Vashla, pergilah berpetualang dengan lelaki yang akan kau nikahi. Sampai kalian berada di titik kritis perjalanan. Pada saat itu, kau akan melihat kebenaran-kebenaran dari lelaki yang kau pilih untuk hidup bersamamu nanti.
Aku kembali mengenang kata-kata mentorku ini. Kebenaran? Kebenaran seperti apa yang dimaksud olehnya, aku merasa sudah melihat kebenaran itu pada saat kami tinggal bersama. Aku sudah melihat hal-hal baik dan hal-hal yang tidak baik darinya, dan aku masih di sini, memilihnya dengan hatiku. Lalu kebenaran seperti apa yang dimaksudkannya?
“Lagi mikirin apa sih? Serius banget kayaknya!” Luky memelukku dari belakang saat aku sedang mengaduk kopi sambil melamun.
“Lagi mikirin kata-kata mentorku. Kenapa sih dia menyuruh kita berpetualang bersama?” aku tahu tentu saja Luky tidak memiliki jawabannya. Bagaimana pun, aku masih saja bertanya.
“Sebenarnya yang kita lakukan ini adalah sebuah pertualangan. Bayangkan, kita berdua terbang ke Turki, ke sebuah negara asing yang bukan negara kita sendiri untuk memulai hidup yang baru. Kita berdua yang mempertaruhkan segalanya demi orang yang kita cintai, bukankah itu pertualangan juga?” tanya Luky.
“Iya, kamu benar. Semua yang kita lakukan ini adalah pertualangan, semua ini adalah hal baru untuk kita. Kemarin kita juga baru saja menjelajah tempat ini bersama-sama. Oke, mungkin aku berpikir terlalu banyak tentang ini”.
“Eh tapi, seru juga loh kalau kita ada adventure dulu sebelum nikah. Gimana kalau kita pergi ke salah satu pulau di sini?” Luky memberi saran.
“Pulau? Pulau mana?” Ini sesuatu yang baru untukku, akan berpetualang di salah satu pulau di Turki.
“Ada beberapa, nanti kita pilih saja mau yang mana. Aku mau ke toilet dulu” Luky berlalu memenuhi panggilan alamnya.

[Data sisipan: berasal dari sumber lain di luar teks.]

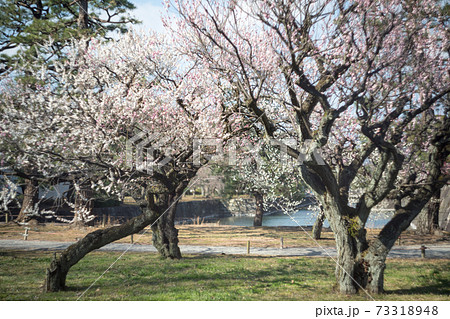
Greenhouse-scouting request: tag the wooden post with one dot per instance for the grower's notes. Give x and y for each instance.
(422, 251)
(25, 235)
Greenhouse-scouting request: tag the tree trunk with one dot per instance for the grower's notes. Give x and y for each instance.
(257, 222)
(165, 235)
(428, 219)
(318, 224)
(157, 204)
(30, 199)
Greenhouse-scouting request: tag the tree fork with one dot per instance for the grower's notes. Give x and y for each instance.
(157, 204)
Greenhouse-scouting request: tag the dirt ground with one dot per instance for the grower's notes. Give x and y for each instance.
(213, 235)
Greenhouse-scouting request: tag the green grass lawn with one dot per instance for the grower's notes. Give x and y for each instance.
(145, 276)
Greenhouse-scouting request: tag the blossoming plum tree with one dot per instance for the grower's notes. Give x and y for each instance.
(122, 115)
(355, 78)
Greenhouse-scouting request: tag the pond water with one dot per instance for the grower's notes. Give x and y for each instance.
(301, 217)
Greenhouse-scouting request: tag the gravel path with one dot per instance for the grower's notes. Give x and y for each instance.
(441, 251)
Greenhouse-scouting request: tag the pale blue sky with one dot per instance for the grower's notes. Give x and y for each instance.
(149, 12)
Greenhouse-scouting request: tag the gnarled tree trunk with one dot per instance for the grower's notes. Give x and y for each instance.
(30, 199)
(157, 204)
(318, 224)
(165, 235)
(259, 213)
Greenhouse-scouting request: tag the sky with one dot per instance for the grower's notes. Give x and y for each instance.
(149, 12)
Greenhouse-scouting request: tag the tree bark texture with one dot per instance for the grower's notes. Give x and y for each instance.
(428, 219)
(157, 204)
(30, 199)
(259, 213)
(165, 235)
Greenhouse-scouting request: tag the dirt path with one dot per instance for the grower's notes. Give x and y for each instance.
(432, 251)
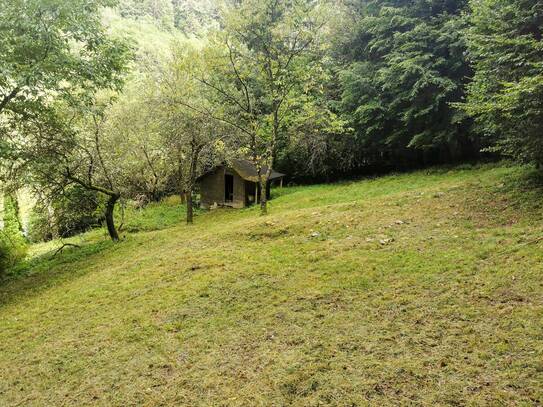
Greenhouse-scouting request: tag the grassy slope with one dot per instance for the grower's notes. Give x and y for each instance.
(244, 310)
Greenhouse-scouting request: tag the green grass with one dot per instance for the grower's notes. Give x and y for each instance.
(413, 289)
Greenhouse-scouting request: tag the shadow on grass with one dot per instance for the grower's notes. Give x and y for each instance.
(48, 269)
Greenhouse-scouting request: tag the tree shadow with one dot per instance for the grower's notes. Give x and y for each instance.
(48, 269)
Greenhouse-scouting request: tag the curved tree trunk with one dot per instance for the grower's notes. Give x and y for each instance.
(110, 223)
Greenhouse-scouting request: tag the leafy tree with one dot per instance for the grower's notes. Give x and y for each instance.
(196, 139)
(506, 95)
(404, 66)
(267, 53)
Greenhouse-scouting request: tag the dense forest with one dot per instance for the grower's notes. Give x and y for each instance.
(104, 102)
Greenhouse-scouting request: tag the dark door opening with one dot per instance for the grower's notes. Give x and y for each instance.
(228, 188)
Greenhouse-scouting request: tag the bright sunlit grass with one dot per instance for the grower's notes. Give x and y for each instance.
(420, 288)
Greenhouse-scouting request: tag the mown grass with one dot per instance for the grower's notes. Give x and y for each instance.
(414, 289)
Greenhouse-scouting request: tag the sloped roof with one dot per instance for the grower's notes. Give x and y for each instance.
(246, 170)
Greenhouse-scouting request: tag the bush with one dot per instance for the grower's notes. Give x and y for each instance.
(75, 211)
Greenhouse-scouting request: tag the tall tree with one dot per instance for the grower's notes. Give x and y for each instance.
(54, 48)
(188, 117)
(267, 58)
(506, 95)
(404, 64)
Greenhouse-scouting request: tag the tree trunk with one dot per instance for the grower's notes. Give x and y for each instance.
(109, 217)
(263, 197)
(192, 181)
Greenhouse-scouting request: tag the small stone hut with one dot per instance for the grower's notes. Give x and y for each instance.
(234, 185)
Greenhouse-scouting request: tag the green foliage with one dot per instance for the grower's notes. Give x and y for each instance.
(405, 64)
(506, 95)
(55, 48)
(237, 310)
(155, 216)
(187, 16)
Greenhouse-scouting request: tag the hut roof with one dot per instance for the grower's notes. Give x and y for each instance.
(247, 170)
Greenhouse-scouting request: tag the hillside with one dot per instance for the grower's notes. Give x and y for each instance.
(421, 288)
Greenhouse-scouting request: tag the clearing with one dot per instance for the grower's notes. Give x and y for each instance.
(422, 288)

Aku membawa kopi kami ke ruang tamu yang ada meja makannya. Di sana, di tempat kami duduk saat pagi sebelumnya sambil memandang Taksim area yang sibuk. Aku teringat sesuatu yang baru terjadi di Turki akhir-akhir ini. Pembunuhan seorang wanita yang dilakukan oleh mantan kekasihnya, lalu kemudian wanita tersebut dimasukkan ke area tempat sampah dan disemen di bagian atasnya. Kejadian itu menyebar ke seluruh Turki setelah polisi membongkar kasus tersebut dengan ditemukannya mayat wanita itu.
Aku stress dan sedih membayangkannya, Turki, negara favoritku ini termasuk tinggi angka pembunuhan pada kaum perempuan. Di tahun ini saja tahun pandemic 2020, 300 kasus pembunuhan terhadap perempuan dilaporkan organisasi hak-hak Wanita. Femisida, demikian mereka menyebutnya, yaitu rasa benci terhadap perempuan yang kemudian menjadi alasan pembunuhan terhadap perempuan.
Menurut WHO, Femisida adalah pembunuhan terhadap perempuan yang disengaja karena rasa tidak sukanya pada perempuan. Kebanyakan hal ini dilakukan oleh orang terdekat seperti teman dekat atau pasangannya. Aku bergidik membayangkannya. Aku jadi berpikir, bagaimana aku begitu berani membuat keputusan untuk hidup dengan seorang lelaki yang mungkin belum sepenuhnya kukenal, terlebih di negara asing seperti ini. Bagaimana pun, karena aku mengikuti beberapa perkembangan kasus ini, aku juga merasa takut. Tetapi, dalam hidup, bukankah kita harus mempertaruhkan resiko-resikonya?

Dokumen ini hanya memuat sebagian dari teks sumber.